The Choongbuk Alpine Federation Rescue Team, led by Park Yeonsoo, consisted of 10 members. They split into two groups and from August 27 to October 8 attempted the west- northwest ridge and north face of Hiunchuli in the Annapurna Sanctuary. Avalanches, rockfall, rotten crevasses, and bad weather forced them to abandon their attempts on the ridge.
Instead, they placed a campon Tharpu Chuli (Tent Peak, 5,663m) directly opposite, used it for observing and photographing the north face, and chose a detailed line of ascent. They hoped to reach the summit in four days.
On September 23 Min Junyoung, Park Jong-sung, and Park Soo-hwan left base camp and bivouacked as planned in a crevasse at 4,900m. The following morning they left for the face, while the remaining members established an observation site at 4,700m. At 10 a.m. the climbing party radioed that Park Soohwan was coming down, as he didn’t feel he was in good enough shape for the climb. The remaining two continued and that night radioed that they had made a second bivouac at 5,350m. On the morning of the 25th the two men again radioed base camp to say they would be taking the right-hand couloir to reach the snowfield above and that both were in excellent condition. This was the last contact from the pair; bad weather engulfed the mountain, and sight of the climbers was lost. When nothing had been heard by 8 a.m. on the 26th, Kim Dong-hwa and Park Soohwan returned to the observation site, where they noted the weather was now even worse and avalanches were increasing.
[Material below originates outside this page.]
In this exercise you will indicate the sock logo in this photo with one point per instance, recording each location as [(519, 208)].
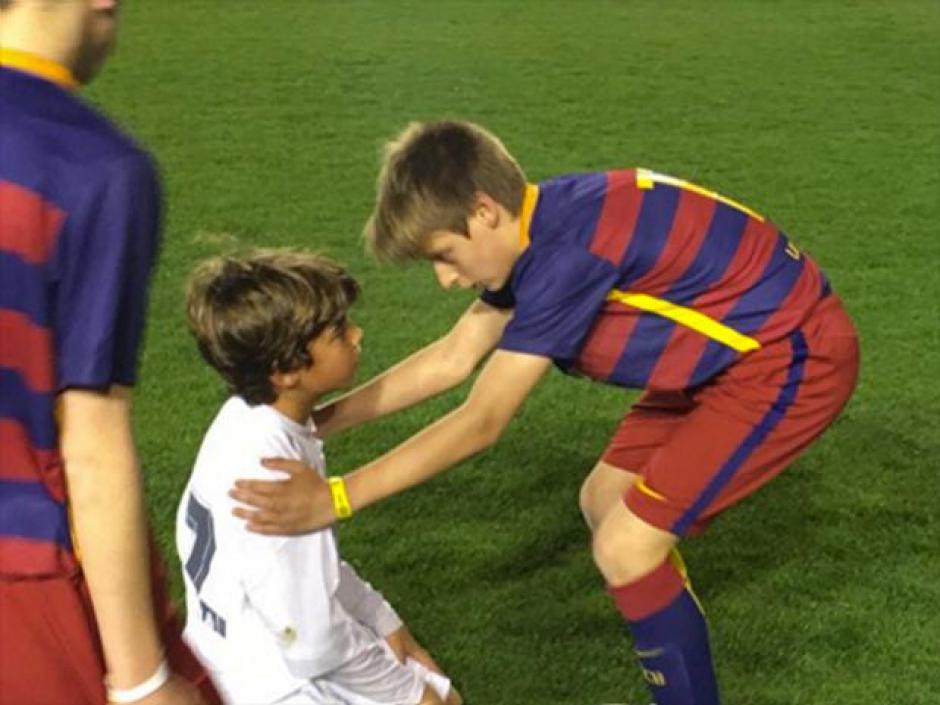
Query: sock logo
[(657, 678)]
They returned to base camp at noon, and the team decided to contact friends in Korea for assistance. A helicopter arrived the following morning, and Park Soo-hwan accompanied the pilot on a search of the face and summit area. A second flight scoured the upper face and west-northwest ridge. Over the next three days Kim and Park, with Sherpa assistance, searched the base of the wall but found no trace of the missing climbers. On October 5 the expedition members agreed there was no possibility of the pair still being alive, and further searches, which had been financed by Cheongju City Hall and the climbing community in Korea, were abandoned.
Min Jun-young had made a possible first ascent of Jikji Peak (6,235m), Pakistan, in 2007 [AAJ 2008, p. 350] and a new route on the northwest face of Spantik (7,027m) in 2009 [see elsewhere in this Journal]. The latter, climbed in alpine style, constituted revolutionary progress in Korean alpinism. Min’s loss has come as a great shock to the Korean climbing community.
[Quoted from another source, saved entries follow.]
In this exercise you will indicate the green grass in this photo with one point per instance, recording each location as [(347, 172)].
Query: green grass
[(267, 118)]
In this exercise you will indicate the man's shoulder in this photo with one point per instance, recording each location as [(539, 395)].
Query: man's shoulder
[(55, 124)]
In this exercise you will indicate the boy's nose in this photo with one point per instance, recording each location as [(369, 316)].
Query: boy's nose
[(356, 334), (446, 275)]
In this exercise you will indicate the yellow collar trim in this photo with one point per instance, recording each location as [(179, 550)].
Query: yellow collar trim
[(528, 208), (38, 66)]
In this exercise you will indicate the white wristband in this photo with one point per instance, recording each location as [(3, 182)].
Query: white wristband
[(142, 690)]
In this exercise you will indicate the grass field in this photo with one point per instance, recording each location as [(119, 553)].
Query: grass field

(Translated by Peter Jensen-Choi).
Editor’s note: The only previously known attempts on this face were by Slovenians. In spring 1994 Tadej Golab and friends tried the northeast face, leading to the 6,005m east summit, but were forced down by poor weather and stonefall. They came back in the autumn but found the face too dry. In October 1995 Golab returned to the line with Tomaz Jeras and Dusan Polenik. The three climbed the initial 300m rocky section at UIAA VI/VI+ and A2, and continued on snow and ice, including a 50m pitch of 85° and a difficult serac barrier, to reach the east summit. Jeras remained there while the other two continued toward the main summit. However, they were thwarted by bad snow. Most of the 1,200m route (Terra Nostra, ED2) was climbed unroped, and they descended with only five rappels.